Hier ist die Analyse, warum das System diese Intransparenz rechtlich deckt:
1. Keine aktive Informationspflicht für Altdaten
Der Gesetzgeber verpflichtet Versorger zwar zur Überwachung der Wasserqualität am Zapfhahn (Stichproben) und im Werk, aber es gibt keine aktive Pflicht, den Katasterzustand jedes einzelnen Hausanschlusses proaktiv zu veröffentlichen.
- Wenn die Unterlagen aus den 50er oder 60er Jahren unvollständig sind, wird das rechtlich oft als „unmöglich“ oder „unverhältnismäßig“ gewertet, diese Daten nachzuerheben.
- Der Versorger darf also „nicht wissen“, solange er nicht aktiv gräbt.

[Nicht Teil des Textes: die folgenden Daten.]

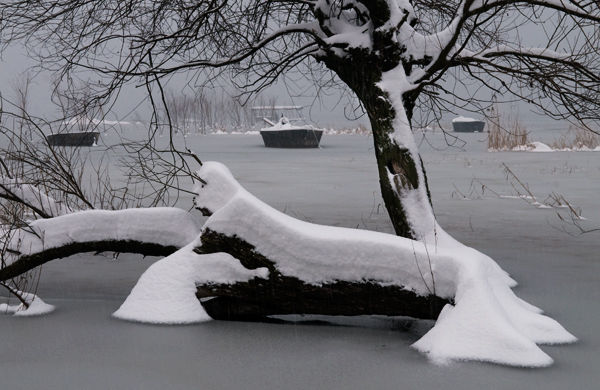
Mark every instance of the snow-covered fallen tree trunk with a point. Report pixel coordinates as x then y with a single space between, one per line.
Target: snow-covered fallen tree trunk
275 264
249 261
255 299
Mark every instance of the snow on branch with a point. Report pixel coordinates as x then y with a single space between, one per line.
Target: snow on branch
155 231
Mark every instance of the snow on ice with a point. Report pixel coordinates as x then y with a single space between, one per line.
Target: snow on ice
487 322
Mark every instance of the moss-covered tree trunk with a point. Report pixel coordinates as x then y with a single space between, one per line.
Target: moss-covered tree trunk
402 176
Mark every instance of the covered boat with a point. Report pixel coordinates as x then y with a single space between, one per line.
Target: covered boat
467 125
285 135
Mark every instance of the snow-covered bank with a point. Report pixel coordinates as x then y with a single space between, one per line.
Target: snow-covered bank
487 323
334 185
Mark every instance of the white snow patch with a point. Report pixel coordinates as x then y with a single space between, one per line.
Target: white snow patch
165 293
488 322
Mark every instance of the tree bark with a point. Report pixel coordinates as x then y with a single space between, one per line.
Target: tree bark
399 165
28 262
280 294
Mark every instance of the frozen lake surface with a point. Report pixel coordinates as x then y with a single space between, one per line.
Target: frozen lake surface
80 345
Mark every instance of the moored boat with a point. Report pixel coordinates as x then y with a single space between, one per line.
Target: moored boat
285 135
81 138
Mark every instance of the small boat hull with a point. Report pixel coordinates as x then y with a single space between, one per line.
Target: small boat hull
468 127
292 138
73 139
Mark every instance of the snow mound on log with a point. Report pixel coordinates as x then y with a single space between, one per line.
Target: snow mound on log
165 293
488 322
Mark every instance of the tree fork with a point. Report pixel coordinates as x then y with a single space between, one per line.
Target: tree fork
361 70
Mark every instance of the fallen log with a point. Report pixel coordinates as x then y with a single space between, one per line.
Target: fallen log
279 294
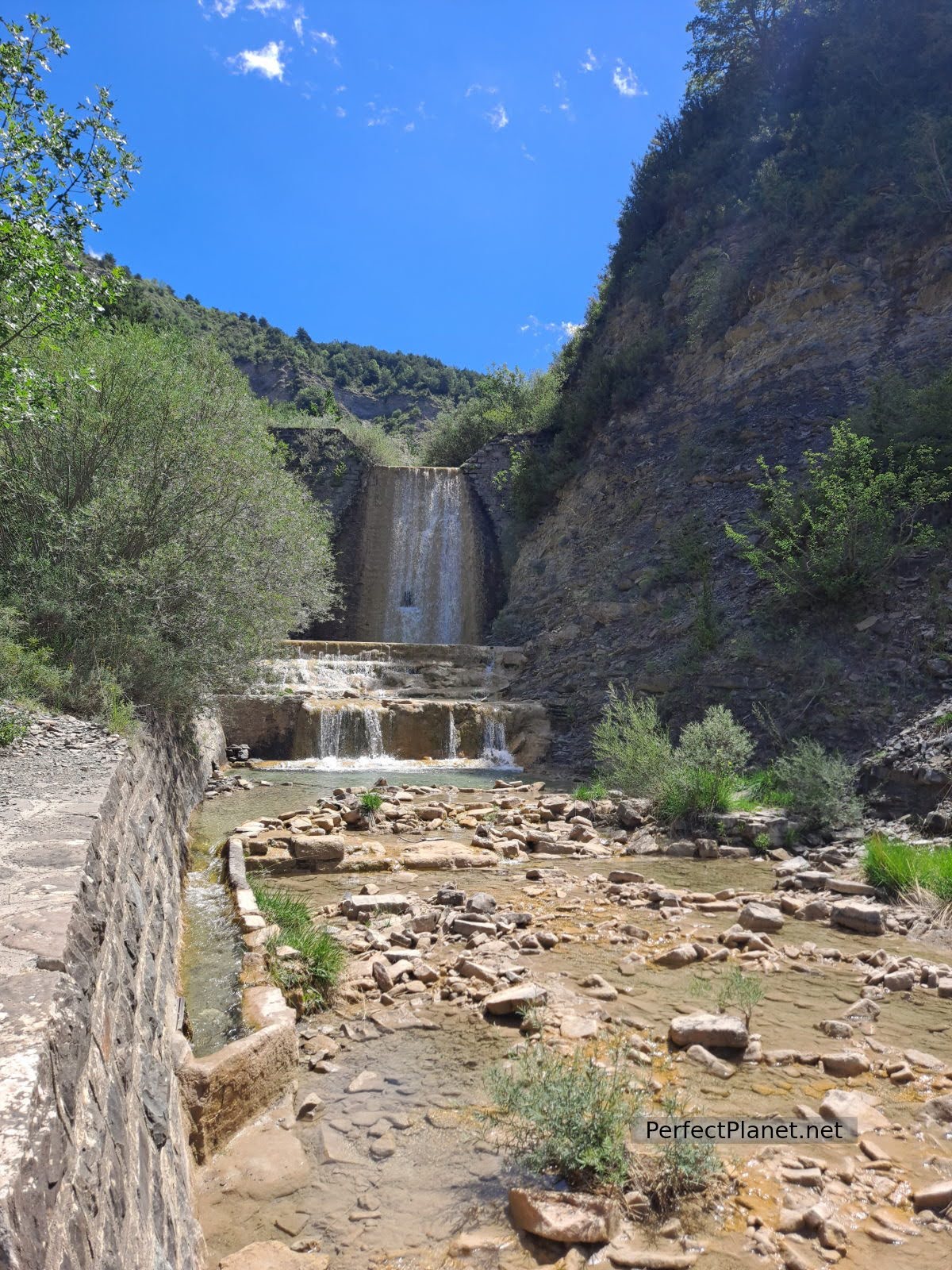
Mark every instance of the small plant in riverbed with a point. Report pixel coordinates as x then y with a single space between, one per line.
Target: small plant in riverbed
677 1168
370 804
762 844
13 725
731 991
822 787
564 1114
310 978
592 791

2. Die AVBWasserV – Das „Grundgesetz“ der Versorger
Die Verordnung über Allgemeine Bedingungen für die Versorgung mit Wasser (AVBWasserV) stammt im Kern aus dem Jahr 1980. Sie ist extrem versorgerfreundlich:
- Sie regelt zwar das Zutrittsrecht und die Kostentragung, aber sie enthält keinen Paragrafen, der den Versorger zwingt, dem Kunden ein „Materialzertifikat“ für den Hausanschluss auszustellen.
- Das Recht auf Information (z.B. über das Umweltinformationsgesetz) wird oft mit dem Argument des „Geschäftsgeheimnisses“ oder der „Sicherheit der kritischen Infrastruktur“ blockiert.
3. Vermeidung der „Störerhaftung“
Würde der Versorger offiziell dokumentieren: „Leitung XY ist aus Blei“, würde er sofort rechtlich zum Handlungsstörer.
- Er müsste sofort sanieren und könnte für Gesundheitsfolgen haftbar gemacht werden.
- Durch das bewusste Offenlassen des Zustands („Wir haben keine gesicherten Erkenntnisse“) schiebt er die Beweislast und das Risiko auf dich, den Eigentümer, ab.
4. Das „Bestimmungsrecht“ ohne Transparenz
Der Versorger darf laut Satzung bestimmen, welches Material verwendet wird. Er muss dir gegenüber aber nicht begründen, warum er sich für ein billiges Relining-Verfahren entscheidet statt für einen Vollaustausch – solange die „anerkannten Regeln der Technik“ (DIN-Normen) eingehalten werden. Diese Normen werden jedoch oft von Verbänden mitgestaltet, in denen die Versorger selbst sitzen.